D and L both do study with music, and show the most gains in WPM while reading an expositive

text, suggesting that, at least on a surface-level, their reading rates were not actually impeded by

the music at all, likely because both students have become immured to studying with music.

Comprehension, however, is another matter. Here the numbers begin to tell a different

story. Previous researchers have observed a definitive trend between the presence of music and a

decay of performance on comprehension measures (Anderson, 2010; Bergen, 2005; Choi, 2008;

Doyle & Furnham, 2011; Furnham, 2007; Johansson, 2012; Rawson, 2009; Thompson, 2012;

Tze, 2010). This study upholds that body of research: in all but one instance, students performed

worse on both the narrative and expository comprehension measures than they did without music

at all. These data are visualized in Figures 3 and 4 (following page).

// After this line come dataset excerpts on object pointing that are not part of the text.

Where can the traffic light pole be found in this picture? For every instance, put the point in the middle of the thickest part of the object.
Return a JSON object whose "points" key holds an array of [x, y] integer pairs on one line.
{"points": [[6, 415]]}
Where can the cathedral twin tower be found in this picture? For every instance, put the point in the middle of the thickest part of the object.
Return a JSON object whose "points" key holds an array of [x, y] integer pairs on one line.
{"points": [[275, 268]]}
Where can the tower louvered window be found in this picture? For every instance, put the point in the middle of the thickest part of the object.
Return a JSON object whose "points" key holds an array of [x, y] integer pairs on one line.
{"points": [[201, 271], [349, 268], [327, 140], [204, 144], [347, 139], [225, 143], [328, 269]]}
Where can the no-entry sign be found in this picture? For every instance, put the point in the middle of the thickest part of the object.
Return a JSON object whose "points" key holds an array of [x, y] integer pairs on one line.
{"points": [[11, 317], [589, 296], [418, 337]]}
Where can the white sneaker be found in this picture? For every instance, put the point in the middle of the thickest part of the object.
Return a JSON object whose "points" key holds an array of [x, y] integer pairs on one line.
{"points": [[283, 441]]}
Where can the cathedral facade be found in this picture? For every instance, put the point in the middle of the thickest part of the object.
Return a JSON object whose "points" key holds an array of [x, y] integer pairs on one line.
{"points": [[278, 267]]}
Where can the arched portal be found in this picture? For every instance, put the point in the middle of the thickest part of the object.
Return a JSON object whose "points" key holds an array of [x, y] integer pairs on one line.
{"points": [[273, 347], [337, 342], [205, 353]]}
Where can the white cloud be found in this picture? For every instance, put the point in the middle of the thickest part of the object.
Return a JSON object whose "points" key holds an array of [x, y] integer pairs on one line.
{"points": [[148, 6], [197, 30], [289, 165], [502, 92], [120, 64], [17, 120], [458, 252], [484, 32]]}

Speaking generally, students achieved between 80% and 90% on the initial (without

music) comprehension measures in both narrative and expository categories, meaning that they

are being tested at the appropriate level with the QRI 5 based on their word identification scores.

However, on same-level texts in the presence of music, comprehension measures dropped down

to the 60-70% range. That accounts for a range of comprehension loss of up to 30%—a

significant difference that contrasts against the apparent gains in average WPM while reading

expository texts, and seems more in line with the longer average reading times for narrative

texts. However, there does not appear to be a significant disruption difference between the

narrative and expository text types; they’re equally displaced by the music.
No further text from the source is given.